Lawmakers describe rough session
Rep. Mark Abraham (left), R-Lake Charles, and Sen. Ronnie Johns (right), R-Sulphur, spoke during a men’s breakfast at Greater St. Mary Missionary Baptist Church on Saturday, July 21, 2018.
Two state lawmakers from Southwest Louisiana spoke on Saturday of the obstacles and roadblocks the Legislature faced over several months before they reached a compromise during the third special session and avoided potentially catastrophic cuts to higher education and health care.
During a men’s breakfast at Greater St. Mary Missionary Baptist Church, Sen. Ronnie Johns, R-Sulphur, and Rep. Mark Abraham, R-Lake Charles, discussed the June renewal of a temporary 0.45-cent sales tax. The tax, which lasts until 2025, was approved despite objections from some lawmakers who felt the state needed to curb its spending.
The renewal was part of a 1-cent sales tax that lawmakers approved in 2016 and was set to expire June 30. Before the session began, lawmakers were anticipating an estimated $1.4 billion shortfall if the tax were not renewed.
Johns, who sits on the Senate Finance Committee, said the Southwest Louisiana delegation wasn’t “part of the obstruction that happened in Baton Rouge this year.” During the first two special sessions, a group of lawmakers derailed attempts to reach a compromise on the temporary sales tax.
“We tried like heck to be part of the solution,” Johns said. “We worked very hard to put party politics and partisanship aside and come to some kind of an agreement.”
Johns didn’t mince words when describing the environment at the Capitol — where work began with an unsuccessful first special session in February and lasted until June.
“I got a glimpse of what hell looks like,” he said.
Abraham, who sits on the House Appropriations Committee, said the “underlying theme” of the special sessions was whether the state has a problem with revenue or spending. He said he disagrees with those who think the state has a spending problem.
While the state tries to keep fraud and abuse to a minimum, Abraham said there’s no way it can ever be completely eliminated.
“There’s waste in everything,” he said. “There’s waste in business and government.”
Johns said he would not consider cutting higher education because it has seen reductions since 2008. He said the TOPS program will likely see more debate because it has grown from roughly $26 million when it was created many years ago, to more than $300 million today.
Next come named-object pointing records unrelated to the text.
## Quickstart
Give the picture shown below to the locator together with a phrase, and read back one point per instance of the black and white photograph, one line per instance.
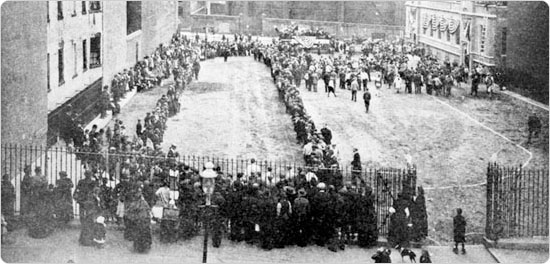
(274, 132)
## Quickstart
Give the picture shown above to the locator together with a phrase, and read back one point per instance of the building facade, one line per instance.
(464, 32)
(72, 49)
(343, 19)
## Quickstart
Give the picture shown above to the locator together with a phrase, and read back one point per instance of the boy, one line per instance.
(459, 230)
(99, 232)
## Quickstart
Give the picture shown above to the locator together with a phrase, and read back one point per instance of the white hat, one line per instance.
(209, 165)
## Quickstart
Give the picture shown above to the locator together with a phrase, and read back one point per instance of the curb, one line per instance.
(530, 246)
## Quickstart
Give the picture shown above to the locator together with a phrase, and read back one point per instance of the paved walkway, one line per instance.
(526, 99)
(62, 247)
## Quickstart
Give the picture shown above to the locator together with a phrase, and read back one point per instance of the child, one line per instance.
(459, 230)
(99, 232)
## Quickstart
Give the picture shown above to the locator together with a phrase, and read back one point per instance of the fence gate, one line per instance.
(517, 202)
(384, 182)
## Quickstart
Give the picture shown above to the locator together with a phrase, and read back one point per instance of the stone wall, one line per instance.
(24, 73)
(527, 39)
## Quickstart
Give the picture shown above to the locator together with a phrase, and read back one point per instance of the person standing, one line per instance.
(92, 210)
(534, 125)
(82, 193)
(8, 198)
(63, 198)
(366, 98)
(476, 79)
(196, 69)
(356, 166)
(459, 230)
(139, 213)
(354, 87)
(26, 191)
(301, 218)
(327, 134)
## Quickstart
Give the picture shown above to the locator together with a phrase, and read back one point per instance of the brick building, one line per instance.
(511, 37)
(341, 18)
(71, 49)
(457, 31)
(525, 52)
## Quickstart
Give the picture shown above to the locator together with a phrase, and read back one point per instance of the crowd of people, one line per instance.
(312, 206)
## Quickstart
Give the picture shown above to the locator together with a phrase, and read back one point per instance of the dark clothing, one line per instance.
(139, 213)
(366, 98)
(327, 135)
(459, 229)
(8, 199)
(26, 190)
(64, 200)
(90, 209)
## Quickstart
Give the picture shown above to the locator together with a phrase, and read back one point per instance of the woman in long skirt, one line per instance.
(139, 213)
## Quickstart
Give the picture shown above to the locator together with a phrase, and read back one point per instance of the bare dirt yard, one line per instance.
(233, 111)
(451, 141)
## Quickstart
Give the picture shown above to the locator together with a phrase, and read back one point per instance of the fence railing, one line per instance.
(517, 202)
(384, 182)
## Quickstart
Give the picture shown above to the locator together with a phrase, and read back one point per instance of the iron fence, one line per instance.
(384, 182)
(517, 202)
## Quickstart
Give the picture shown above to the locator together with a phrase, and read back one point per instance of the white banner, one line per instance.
(306, 41)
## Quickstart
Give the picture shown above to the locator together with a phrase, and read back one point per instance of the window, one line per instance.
(482, 31)
(133, 16)
(84, 56)
(74, 9)
(59, 10)
(95, 6)
(504, 35)
(48, 74)
(75, 60)
(60, 64)
(95, 51)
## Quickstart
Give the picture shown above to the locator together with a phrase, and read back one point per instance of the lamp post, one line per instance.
(208, 176)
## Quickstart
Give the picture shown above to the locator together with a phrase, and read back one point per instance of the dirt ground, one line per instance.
(233, 111)
(451, 141)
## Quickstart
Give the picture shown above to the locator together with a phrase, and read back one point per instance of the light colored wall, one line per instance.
(71, 29)
(24, 88)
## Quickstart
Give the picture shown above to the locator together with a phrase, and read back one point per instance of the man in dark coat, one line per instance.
(534, 126)
(327, 134)
(26, 190)
(459, 231)
(419, 217)
(218, 219)
(8, 198)
(356, 166)
(366, 98)
(83, 190)
(196, 69)
(63, 198)
(398, 229)
(301, 213)
(322, 212)
(367, 228)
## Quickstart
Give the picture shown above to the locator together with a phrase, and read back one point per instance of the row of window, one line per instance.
(94, 58)
(94, 7)
(456, 35)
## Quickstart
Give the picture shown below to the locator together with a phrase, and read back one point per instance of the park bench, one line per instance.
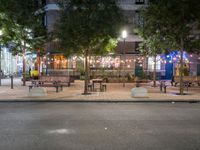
(57, 86)
(63, 80)
(187, 80)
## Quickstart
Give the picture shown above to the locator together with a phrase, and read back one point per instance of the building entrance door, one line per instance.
(168, 71)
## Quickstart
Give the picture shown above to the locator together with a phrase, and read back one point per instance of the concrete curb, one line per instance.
(101, 101)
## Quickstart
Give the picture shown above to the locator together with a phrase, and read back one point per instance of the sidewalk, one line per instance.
(115, 93)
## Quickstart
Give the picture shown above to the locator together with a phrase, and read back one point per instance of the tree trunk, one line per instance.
(181, 68)
(154, 73)
(24, 65)
(86, 73)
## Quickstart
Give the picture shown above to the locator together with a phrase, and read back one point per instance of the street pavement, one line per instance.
(115, 93)
(99, 126)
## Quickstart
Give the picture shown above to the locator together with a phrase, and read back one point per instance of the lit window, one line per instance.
(151, 63)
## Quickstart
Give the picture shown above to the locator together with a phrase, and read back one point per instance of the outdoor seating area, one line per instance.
(97, 85)
(51, 81)
(188, 80)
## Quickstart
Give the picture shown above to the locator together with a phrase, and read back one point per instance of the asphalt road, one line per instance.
(99, 126)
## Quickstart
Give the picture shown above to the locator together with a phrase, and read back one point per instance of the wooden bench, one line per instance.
(62, 80)
(57, 86)
(190, 80)
(163, 86)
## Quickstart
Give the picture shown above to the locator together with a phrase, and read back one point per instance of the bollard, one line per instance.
(11, 77)
(161, 86)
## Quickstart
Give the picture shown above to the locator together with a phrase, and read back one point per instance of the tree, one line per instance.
(88, 27)
(22, 23)
(152, 46)
(177, 21)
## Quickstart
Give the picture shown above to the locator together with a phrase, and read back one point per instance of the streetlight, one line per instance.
(124, 36)
(1, 33)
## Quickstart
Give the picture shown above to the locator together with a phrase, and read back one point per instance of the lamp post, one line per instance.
(124, 36)
(1, 73)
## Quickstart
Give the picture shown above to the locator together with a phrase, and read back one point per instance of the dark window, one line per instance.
(139, 1)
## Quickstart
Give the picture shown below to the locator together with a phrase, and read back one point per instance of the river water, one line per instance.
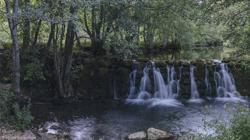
(115, 120)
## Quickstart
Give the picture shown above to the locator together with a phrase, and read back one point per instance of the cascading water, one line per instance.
(159, 84)
(225, 84)
(132, 83)
(207, 83)
(179, 81)
(172, 83)
(145, 85)
(194, 90)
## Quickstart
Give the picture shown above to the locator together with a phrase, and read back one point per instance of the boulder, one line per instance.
(16, 135)
(156, 134)
(141, 135)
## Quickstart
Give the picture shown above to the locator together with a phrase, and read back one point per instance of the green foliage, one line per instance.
(122, 48)
(11, 113)
(22, 117)
(237, 129)
(32, 70)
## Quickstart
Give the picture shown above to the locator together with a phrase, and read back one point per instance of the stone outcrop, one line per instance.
(138, 136)
(151, 134)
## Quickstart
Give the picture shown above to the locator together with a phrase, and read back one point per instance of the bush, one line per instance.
(12, 114)
(239, 128)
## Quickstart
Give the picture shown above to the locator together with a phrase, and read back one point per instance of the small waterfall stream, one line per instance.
(194, 90)
(132, 83)
(225, 84)
(207, 82)
(145, 84)
(159, 84)
(170, 89)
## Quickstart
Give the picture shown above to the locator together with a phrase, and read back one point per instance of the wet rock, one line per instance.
(156, 134)
(16, 135)
(138, 136)
(5, 86)
(53, 131)
(46, 136)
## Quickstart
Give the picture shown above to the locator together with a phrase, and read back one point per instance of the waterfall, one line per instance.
(179, 81)
(159, 84)
(225, 84)
(172, 83)
(145, 84)
(207, 83)
(194, 91)
(132, 84)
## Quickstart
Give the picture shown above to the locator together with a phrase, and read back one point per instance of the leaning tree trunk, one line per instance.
(13, 22)
(26, 25)
(68, 50)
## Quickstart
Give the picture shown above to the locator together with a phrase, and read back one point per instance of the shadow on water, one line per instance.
(113, 120)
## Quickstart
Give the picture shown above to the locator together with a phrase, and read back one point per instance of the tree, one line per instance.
(13, 24)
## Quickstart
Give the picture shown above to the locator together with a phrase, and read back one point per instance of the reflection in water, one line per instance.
(95, 120)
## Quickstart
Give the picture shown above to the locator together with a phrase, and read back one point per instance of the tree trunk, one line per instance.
(13, 22)
(51, 34)
(26, 25)
(68, 50)
(37, 33)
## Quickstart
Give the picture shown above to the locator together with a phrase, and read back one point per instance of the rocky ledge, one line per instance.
(151, 134)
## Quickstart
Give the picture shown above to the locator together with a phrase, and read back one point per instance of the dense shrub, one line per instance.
(12, 114)
(237, 129)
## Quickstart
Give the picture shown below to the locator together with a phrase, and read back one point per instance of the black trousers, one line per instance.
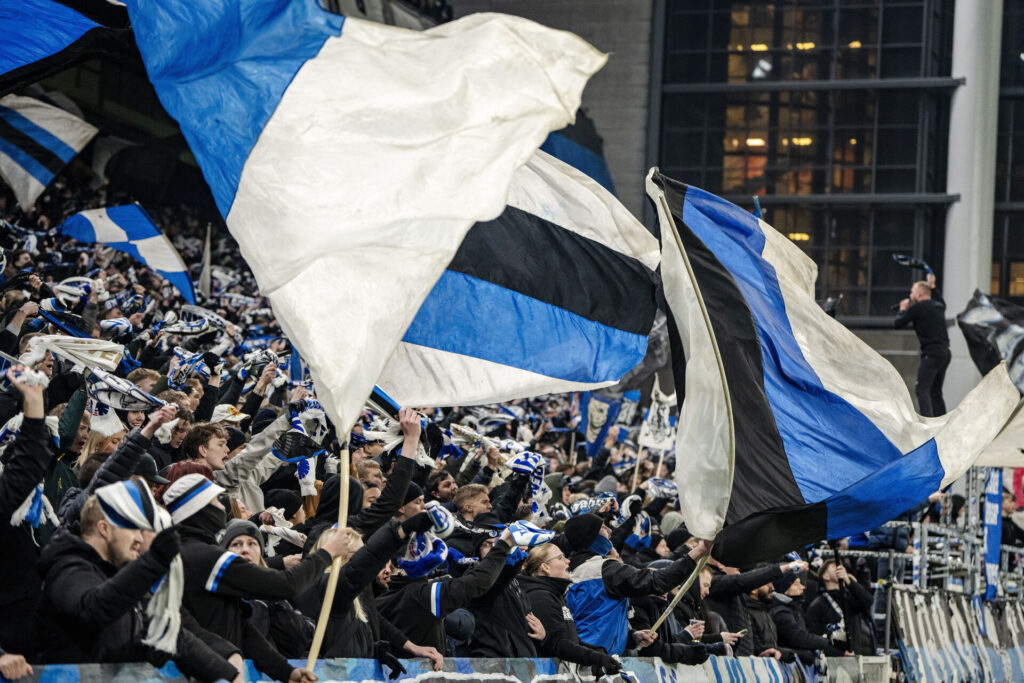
(931, 374)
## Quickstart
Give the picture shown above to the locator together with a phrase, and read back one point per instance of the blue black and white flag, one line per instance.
(792, 429)
(580, 145)
(130, 229)
(37, 140)
(349, 159)
(556, 294)
(47, 36)
(598, 415)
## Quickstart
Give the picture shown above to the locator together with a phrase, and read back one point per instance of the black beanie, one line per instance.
(284, 499)
(582, 530)
(236, 437)
(238, 527)
(414, 492)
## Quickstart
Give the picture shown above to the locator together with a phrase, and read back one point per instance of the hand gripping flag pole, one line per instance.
(682, 591)
(664, 207)
(332, 582)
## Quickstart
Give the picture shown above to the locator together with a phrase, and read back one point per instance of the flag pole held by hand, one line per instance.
(332, 582)
(682, 591)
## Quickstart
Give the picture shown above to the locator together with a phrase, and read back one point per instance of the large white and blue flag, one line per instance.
(792, 429)
(556, 294)
(130, 229)
(36, 141)
(350, 159)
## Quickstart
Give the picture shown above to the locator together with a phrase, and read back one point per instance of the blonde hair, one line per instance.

Abraham said some House Republicans wouldn’t budge on the idea that Louisiana doesn’t need additional revenue, and they could pass a budget that makes cuts without hurting critical agencies. The initial House-approved budget cut $500 million, and while it fully funded TOPS and education, it severely hurt nursing homes and health care.
“This is what a massive cut looks like,” he said. “We had plenty of opportunity to say, ‘We can solve this budget with not any hurt to anyone.’ But 104 members of the House passed that budget that devastated those areas.”
Once the spending plan made it to the Senate, they restored the funding for nursing homes and health care, but made cuts to TOPS and the Supplemental Nutrition Assistance Program, or SNAP.
“Not one person could make cuts to the budget that didn’t devastate some aspect of our community,” Abraham said. “That’s the reality.”
The Tax Foundation, a think tank based out of Washington, D.C., ranked Louisiana as having the 45th-lowest tax burden in the nation, according to 2012 numbers. The state’s tax burden increased to 27th in the nation after the additional penny sales tax was approved.
With the new temporary 0.45-cent sales tax, Abraham said, that burden — which includes sales, property and income taxes — could drop.
“We don’t have high taxes here, and that’s what people seem to miss,” he said.
Abraham also spoke of the difficulty lawmakers have experienced in trying to cut any of the billions of dollars in dedicated funds.